Mumps is an infectious viral disease that is transmitted through saliva or mucus, from the mouth, nose, or throat. Common symptoms include fever, headache, muscle aches, and tiredness. The infection is characterized by the puffy cheeks and swollen jaw that it causes. Symptoms typically appear 16-18 days after infection, and most people recover completely within several weeks. Outbreaks are more common in crowded environments, such as college campuses, and with behaviors that result in sharing saliva occur, such as in a preschool where toys are shared .
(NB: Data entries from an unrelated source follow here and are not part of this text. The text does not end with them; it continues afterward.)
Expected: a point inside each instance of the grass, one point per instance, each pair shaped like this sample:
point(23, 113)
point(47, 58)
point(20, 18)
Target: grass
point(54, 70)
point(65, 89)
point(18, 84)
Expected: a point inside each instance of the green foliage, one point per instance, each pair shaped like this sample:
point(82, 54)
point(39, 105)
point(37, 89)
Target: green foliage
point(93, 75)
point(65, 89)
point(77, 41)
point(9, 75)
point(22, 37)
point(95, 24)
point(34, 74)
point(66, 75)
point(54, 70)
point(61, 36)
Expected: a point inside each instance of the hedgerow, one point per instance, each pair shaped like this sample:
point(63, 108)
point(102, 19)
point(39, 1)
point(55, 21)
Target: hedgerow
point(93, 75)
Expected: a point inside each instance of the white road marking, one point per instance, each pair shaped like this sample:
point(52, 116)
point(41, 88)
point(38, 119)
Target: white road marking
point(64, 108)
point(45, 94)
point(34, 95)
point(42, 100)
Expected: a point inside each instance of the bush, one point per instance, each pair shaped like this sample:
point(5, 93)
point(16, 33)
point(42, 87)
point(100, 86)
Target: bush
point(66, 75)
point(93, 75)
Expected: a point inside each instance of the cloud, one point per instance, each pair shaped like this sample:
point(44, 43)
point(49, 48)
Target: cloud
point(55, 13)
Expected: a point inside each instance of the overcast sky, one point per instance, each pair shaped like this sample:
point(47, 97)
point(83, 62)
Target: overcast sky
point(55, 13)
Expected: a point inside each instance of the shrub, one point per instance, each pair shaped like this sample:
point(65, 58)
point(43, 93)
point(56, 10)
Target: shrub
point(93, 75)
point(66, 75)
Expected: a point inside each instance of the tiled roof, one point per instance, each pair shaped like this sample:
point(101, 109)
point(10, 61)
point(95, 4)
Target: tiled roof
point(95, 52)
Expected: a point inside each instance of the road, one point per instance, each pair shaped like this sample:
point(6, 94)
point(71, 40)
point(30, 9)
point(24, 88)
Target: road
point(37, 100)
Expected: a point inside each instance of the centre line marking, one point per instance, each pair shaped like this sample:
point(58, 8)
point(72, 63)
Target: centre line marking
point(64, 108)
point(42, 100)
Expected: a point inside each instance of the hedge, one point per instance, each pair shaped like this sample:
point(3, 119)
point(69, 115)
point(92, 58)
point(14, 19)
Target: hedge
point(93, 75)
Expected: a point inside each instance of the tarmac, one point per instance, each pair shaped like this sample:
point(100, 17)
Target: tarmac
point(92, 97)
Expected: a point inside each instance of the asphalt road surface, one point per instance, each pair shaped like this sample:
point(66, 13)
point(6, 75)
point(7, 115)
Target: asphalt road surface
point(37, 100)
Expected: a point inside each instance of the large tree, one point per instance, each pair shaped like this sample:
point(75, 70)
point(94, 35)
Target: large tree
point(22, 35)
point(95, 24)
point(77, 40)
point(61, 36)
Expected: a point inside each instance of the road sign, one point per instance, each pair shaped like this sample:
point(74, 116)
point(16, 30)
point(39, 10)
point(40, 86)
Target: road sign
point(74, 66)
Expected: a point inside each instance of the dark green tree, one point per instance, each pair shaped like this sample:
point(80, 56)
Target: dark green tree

The MMR (measles, mumps, and rubella) vaccine has been exceptional at reducing the number of mumps cases in the U.S. Since the pre-vaccine era, there has been a more than 99% decrease in mumps cases in the United States . Overall, two doses of the MMR vaccine are about 88% effective at preventing mumps infection. The Centers for Disease Control and Prevention (CDC) attributes outbreaks of mumps to be a result of a combination of factors – including the effectiveness of the vaccine, lack of previous exposure to wild-type virus, and the intensity of the exposure (such as a college campus) coupled with behaviors or factors that increase the risk of transmission .
What happened in this outbreak?
The majority of cases in the ongoing outbreak in Arkansas have been among school-aged children. In response to the outbreak, Arkansas Department of Health is requiring students with vaccine exemptions for the MMR vaccine to stay home from school for 26 days from the date of exposure and until the outbreak has ended .
A state epidemiologist, Dirk Haselow, MD, PhD, stated that the specific strain of mumps seen in the current outbreak in Arkansas is one of the most genetically distinct from the strain used to create the vaccine. There is speculation that the mumps virus may have evolved enough to make the vaccine less effective , just as we see with the influenza vaccine being a bad fit for a particular flu season.
The outbreak in Arkansas is not a singular event. As of November 5th, six other states have reported more than 100 cases this year: Arkansas, Iowa, Indiana, Illinois, Massachusetts and Oklahoma . There have also been reported outbreaks across the U.S. this year, including the University of Missouri, Yale University, SUNY- New Paltz, and in King County of Washington [5,6,7, 8]. To prevent transmission, the CDC recommends staying away from other people if you are infected, avoiding sharing drinks or eating utensils, disinfecting toys and commonly touched surfaces often, and using general hygiene practices such as washing hands often and covering your mouth and nose with a tissue when you cough or sneeze . In addition to these methods, vaccination remains, by far, the most effective way to prevent transmission and infection.